The new catalyst of platinum-gold nanoalloys with single platinum atomic sites represents a nearly 100-fold increase in efficiency over conventional platinum catalysts. It also offers other benefits, including consistent operational effectiveness over its lifespan, in contrast with the short lifetime of conventional catalysts.

The research project, which has been recently published in the journal Nature Materials as “Golden single-atomic-site platinum electrocatalysts” was led by Professor Peng Zhang at Dalhousie University in Canada. Dr Li led on atomic scale microscopic characterization for the project, by the aberration corrected Scanning Transmission Electron Microscopy based at Birmingham. Using real-space chemical imaging, Dr Li and her colleagues were able to demonstrate that the observed increase in the performance of the new catalyst was due to a synergy effect between single atomic site platinum and their surrounding gold atoms.  The unique structure also prevents ‘poisoning’ which deactivates conventional Pt-based catalysts.

This work arises from a multi-institution collaborations by scientists from Canada, UK, USA, China, and Saudi Arabia. They comprise chemists, physicists and materials scientists working on synthesis, characterization as well as ab-initio calculation of possible catalytic pathways. Reflecting on her contribution, Dr Li said: "This is an excellent example showing the importance of interdisciplinary collaboration in today’s scientific research. I'm proud that we at Birmingham were able to use our expertise to evidence the substantial benefits of single-atom Pt catalysts over traditional catalysts."

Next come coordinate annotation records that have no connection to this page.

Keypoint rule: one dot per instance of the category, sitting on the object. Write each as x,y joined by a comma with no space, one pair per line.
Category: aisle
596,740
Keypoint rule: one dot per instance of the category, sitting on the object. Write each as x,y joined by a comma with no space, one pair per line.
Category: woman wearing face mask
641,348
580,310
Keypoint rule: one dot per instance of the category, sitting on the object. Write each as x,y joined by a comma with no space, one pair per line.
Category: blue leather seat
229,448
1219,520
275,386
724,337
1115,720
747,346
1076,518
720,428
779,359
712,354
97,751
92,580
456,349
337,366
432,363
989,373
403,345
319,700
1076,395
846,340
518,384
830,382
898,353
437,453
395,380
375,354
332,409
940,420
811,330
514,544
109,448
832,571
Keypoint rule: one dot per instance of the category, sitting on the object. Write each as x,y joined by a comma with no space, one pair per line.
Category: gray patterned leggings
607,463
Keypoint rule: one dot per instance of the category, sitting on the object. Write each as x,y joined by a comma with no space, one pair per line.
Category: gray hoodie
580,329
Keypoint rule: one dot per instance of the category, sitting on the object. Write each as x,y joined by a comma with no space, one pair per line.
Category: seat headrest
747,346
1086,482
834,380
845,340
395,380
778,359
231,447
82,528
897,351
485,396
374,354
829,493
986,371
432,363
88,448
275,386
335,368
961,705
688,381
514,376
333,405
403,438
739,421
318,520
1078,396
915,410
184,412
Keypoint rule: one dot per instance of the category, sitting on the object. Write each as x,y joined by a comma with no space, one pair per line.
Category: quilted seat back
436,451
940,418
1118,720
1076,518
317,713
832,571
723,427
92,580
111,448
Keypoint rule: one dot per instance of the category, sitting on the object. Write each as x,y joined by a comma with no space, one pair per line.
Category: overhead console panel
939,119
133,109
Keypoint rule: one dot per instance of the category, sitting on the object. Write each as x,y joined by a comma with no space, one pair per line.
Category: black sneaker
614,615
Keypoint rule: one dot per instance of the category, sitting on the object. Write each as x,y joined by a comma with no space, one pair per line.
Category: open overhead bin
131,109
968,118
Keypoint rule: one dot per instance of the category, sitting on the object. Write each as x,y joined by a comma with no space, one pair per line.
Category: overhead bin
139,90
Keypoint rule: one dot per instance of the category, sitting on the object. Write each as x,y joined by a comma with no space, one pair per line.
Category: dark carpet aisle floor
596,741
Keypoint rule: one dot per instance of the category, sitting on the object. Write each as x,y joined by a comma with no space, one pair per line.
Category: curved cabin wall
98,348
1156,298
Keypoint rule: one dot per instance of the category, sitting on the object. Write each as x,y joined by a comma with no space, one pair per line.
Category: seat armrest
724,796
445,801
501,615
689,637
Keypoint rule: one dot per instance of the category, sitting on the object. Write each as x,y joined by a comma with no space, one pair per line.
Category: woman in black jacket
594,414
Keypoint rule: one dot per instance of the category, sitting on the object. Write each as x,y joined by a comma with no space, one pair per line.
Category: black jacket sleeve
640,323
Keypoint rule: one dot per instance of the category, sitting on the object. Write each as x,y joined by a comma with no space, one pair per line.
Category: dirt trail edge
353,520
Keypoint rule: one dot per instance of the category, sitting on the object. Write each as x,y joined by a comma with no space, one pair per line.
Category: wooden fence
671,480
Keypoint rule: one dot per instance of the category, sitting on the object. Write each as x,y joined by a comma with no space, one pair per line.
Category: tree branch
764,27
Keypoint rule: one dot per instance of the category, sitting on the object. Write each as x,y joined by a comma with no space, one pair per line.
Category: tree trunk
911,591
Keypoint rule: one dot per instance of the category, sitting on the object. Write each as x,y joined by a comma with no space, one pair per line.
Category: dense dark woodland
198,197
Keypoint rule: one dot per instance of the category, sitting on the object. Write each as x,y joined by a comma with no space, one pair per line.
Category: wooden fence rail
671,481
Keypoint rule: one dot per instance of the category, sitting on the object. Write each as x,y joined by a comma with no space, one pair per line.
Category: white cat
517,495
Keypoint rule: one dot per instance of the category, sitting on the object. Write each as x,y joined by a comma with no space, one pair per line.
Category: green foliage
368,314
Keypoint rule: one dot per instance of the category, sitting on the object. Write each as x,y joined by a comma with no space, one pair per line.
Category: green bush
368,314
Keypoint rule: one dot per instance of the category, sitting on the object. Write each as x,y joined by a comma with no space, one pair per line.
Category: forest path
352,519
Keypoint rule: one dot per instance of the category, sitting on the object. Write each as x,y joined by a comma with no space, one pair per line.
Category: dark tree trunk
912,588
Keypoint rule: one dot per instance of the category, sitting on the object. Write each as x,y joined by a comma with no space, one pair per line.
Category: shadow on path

Dr Li’s current research interests are on atomic structures of nanoclusters and nanoparticles, applications of electron microscopy in nanomaterials by chemical and physical methods.  Her research has been supported by Royal Society grant on “Direct imaging of bimetallic nanoparticles”, EU Cost Action on “nanoalloys” and EPSRC grants on nanoclusters.  Her work has been across a wider range of nanomaterials through UK and international collaborations.